Thursday, June 12, 2014

Resolved: The Civil War Was About Slavery

Today I came across the commonly-offered argument that the Civil War wasn't about slavery, but "states rights", a term that has regained currency in recent years. I consider this to be extraordinarily disingenuous, an attempt to whitewash history. And whitewash is definitely the term to use in this case.

The reason, of course, is because the war was about states rights. Unfortunately for the people who argue that, they never finish the thought. The end of that is "to own slaves". That's right, the Civil War was about the southern states' right to retain the "peculiar institution" of slavery. To argue otherwise ignores the known history of the abolitionist movement and everything leading up to the Civil War. Should we ignore the Missouri Compromise, the Compromise of 1850, the Kansas-Nebraska Act, and the Dred Scott decision? Should we ignore the aftermath of the war, when the South fought Reconstruction tooth and nail until it was ended as a result of the compromise that installed Rutherford B. Hayes as the President? How about Jim Crow, Plessy v. Ferguson, separate but equal, the "Lost Year" in Little Rock, and the necessity to pass the Civil Rights Act of 1964 and the Voting Rights Act of 1965?

Shall I go on? I didn't even scratch the surface of the virulent racism in this country, both before and after the Civil War. But we are expected to believe that the Civil War was about non-specific states' rights that were being abridged by the northern states, ones that have never been named? Sure, we ought to just take their word for it in this case.

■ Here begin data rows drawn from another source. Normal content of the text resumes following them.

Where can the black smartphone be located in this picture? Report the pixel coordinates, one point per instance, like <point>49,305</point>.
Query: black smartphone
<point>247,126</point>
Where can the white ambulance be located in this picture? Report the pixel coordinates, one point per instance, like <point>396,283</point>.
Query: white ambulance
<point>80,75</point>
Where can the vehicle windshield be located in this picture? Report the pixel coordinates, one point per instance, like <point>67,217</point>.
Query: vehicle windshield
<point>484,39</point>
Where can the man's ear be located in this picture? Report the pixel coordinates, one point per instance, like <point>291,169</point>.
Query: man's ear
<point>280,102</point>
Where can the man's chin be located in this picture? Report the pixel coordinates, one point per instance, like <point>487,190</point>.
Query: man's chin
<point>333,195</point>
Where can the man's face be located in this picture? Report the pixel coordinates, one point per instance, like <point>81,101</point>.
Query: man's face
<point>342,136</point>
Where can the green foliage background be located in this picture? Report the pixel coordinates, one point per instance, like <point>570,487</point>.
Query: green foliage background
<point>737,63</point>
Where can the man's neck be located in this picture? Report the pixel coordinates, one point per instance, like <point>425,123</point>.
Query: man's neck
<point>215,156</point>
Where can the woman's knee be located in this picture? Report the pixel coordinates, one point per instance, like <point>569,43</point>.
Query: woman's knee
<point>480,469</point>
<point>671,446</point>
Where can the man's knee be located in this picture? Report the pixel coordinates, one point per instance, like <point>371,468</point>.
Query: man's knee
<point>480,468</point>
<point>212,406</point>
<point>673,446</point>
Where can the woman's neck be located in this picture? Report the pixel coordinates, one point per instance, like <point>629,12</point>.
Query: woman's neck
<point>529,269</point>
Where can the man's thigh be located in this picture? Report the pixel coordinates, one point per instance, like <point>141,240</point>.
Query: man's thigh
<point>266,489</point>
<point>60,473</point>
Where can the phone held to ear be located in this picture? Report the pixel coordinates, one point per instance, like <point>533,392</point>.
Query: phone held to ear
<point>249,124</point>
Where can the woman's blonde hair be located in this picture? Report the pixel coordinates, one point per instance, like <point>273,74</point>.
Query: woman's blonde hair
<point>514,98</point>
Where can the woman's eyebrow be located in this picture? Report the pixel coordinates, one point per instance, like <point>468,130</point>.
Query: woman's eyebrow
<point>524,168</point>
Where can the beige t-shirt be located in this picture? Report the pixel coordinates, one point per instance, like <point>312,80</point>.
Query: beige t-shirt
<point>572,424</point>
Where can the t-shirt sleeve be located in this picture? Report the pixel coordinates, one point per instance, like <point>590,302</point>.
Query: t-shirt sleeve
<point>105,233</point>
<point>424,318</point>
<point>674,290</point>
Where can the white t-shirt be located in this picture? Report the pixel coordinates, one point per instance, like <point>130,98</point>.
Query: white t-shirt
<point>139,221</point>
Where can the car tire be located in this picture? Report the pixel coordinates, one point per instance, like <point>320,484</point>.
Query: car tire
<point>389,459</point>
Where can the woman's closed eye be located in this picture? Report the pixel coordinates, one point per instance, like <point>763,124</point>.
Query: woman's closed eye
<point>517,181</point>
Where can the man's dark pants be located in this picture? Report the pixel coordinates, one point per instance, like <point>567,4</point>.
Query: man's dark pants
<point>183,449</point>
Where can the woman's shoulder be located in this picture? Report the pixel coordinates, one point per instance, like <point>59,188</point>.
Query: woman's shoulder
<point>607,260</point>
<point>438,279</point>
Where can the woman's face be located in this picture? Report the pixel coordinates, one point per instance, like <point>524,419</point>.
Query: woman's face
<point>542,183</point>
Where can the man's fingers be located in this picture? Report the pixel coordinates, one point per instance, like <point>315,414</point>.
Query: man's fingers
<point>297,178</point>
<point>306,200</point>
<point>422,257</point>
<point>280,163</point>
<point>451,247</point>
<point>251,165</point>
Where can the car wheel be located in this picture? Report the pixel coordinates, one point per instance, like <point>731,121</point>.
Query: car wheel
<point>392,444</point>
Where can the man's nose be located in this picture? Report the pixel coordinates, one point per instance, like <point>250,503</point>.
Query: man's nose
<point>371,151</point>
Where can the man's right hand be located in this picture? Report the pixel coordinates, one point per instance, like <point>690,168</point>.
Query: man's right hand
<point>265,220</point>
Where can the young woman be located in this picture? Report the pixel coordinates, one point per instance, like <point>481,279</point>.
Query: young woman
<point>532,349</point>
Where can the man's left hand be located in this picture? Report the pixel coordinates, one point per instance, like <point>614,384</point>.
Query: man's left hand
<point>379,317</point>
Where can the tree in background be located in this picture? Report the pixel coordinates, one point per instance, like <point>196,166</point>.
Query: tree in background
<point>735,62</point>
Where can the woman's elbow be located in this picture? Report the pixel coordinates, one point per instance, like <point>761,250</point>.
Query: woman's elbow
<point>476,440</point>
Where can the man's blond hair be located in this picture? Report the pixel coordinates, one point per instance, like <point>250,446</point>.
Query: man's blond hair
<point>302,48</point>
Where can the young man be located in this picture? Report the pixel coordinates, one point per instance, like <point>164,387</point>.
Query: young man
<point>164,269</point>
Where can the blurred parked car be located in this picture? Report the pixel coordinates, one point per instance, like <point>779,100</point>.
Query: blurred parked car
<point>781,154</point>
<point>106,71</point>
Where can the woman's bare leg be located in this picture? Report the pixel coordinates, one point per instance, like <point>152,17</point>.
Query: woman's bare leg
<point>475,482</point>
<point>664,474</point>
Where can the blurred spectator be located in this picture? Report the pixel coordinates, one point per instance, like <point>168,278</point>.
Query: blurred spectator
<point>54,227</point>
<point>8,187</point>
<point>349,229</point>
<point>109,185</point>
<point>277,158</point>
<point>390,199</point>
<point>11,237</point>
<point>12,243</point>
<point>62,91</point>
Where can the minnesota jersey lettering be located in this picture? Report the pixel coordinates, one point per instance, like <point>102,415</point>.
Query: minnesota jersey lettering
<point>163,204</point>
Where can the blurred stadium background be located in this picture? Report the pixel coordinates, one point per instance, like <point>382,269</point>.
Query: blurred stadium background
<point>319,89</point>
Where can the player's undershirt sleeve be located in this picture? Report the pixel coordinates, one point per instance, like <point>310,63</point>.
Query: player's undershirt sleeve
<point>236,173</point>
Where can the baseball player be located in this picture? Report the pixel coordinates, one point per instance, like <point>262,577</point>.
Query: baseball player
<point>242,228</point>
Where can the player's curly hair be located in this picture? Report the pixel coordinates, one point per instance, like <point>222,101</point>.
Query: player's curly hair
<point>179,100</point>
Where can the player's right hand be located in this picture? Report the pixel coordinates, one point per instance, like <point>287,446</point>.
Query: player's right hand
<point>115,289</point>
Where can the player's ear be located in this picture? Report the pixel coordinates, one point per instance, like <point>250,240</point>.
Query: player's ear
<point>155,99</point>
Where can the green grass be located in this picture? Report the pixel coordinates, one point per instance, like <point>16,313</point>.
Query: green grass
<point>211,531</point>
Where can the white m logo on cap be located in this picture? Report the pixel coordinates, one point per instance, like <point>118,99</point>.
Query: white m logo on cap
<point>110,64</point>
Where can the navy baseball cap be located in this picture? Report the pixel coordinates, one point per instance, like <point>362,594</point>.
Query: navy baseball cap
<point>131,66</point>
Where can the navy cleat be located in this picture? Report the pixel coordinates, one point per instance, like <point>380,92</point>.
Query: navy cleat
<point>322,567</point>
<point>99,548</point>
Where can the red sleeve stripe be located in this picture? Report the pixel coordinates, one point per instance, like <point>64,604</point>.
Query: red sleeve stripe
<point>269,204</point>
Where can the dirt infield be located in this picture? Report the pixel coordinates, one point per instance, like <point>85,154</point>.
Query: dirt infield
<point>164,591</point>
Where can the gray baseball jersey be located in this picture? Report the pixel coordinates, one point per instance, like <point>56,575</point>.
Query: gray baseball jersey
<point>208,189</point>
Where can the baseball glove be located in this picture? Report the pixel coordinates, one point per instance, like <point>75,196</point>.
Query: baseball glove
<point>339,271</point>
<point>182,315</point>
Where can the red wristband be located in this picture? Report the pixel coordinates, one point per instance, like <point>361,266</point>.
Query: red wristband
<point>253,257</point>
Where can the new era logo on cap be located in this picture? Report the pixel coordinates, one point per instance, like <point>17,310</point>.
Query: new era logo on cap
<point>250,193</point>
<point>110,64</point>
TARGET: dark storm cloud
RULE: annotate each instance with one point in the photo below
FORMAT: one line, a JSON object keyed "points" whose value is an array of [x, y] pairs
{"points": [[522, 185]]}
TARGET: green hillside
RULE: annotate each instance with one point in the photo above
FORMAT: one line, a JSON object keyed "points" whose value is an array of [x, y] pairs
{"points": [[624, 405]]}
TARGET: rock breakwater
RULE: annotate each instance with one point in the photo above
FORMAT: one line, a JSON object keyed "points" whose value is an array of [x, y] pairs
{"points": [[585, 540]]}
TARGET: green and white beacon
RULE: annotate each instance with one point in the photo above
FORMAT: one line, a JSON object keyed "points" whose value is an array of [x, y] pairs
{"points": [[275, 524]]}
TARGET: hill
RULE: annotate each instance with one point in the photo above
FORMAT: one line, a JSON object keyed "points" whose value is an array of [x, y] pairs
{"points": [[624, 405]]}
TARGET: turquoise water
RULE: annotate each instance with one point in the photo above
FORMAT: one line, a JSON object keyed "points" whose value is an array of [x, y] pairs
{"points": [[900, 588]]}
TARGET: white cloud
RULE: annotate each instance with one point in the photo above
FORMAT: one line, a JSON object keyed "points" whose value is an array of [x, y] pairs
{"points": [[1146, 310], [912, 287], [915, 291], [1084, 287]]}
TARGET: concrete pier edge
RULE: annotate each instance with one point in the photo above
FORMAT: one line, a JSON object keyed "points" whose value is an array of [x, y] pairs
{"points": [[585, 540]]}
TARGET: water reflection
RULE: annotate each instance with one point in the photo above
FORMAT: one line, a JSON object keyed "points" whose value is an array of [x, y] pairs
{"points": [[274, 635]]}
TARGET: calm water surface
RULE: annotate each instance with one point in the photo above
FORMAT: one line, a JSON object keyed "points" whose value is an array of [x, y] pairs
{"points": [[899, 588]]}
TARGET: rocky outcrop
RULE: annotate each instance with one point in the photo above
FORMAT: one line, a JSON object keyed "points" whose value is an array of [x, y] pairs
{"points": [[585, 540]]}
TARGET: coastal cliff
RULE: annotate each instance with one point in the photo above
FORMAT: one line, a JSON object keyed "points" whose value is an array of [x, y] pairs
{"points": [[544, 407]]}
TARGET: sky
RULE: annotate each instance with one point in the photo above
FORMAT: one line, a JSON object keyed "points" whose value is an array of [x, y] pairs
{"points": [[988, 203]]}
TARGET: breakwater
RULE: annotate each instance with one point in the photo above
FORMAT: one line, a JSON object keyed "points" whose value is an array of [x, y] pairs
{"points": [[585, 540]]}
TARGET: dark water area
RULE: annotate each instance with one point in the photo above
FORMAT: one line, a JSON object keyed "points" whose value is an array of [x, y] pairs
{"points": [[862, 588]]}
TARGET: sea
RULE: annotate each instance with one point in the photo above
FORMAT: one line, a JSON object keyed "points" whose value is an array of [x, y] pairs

The Big Lie: it works everywhere it's tried. Goebbels had nothing on the good ol' boys. Only in this case, it's a lie that doesn't go away. It didn't die with a Confederate defeat, it didn't die with integration, it didn't die with legislation. And it's still passed around as absolute truth.

There is only one bit of good news: anybody who says it identifies themselves as a racist and an idiot. And that's no lie. Thank God for small favors.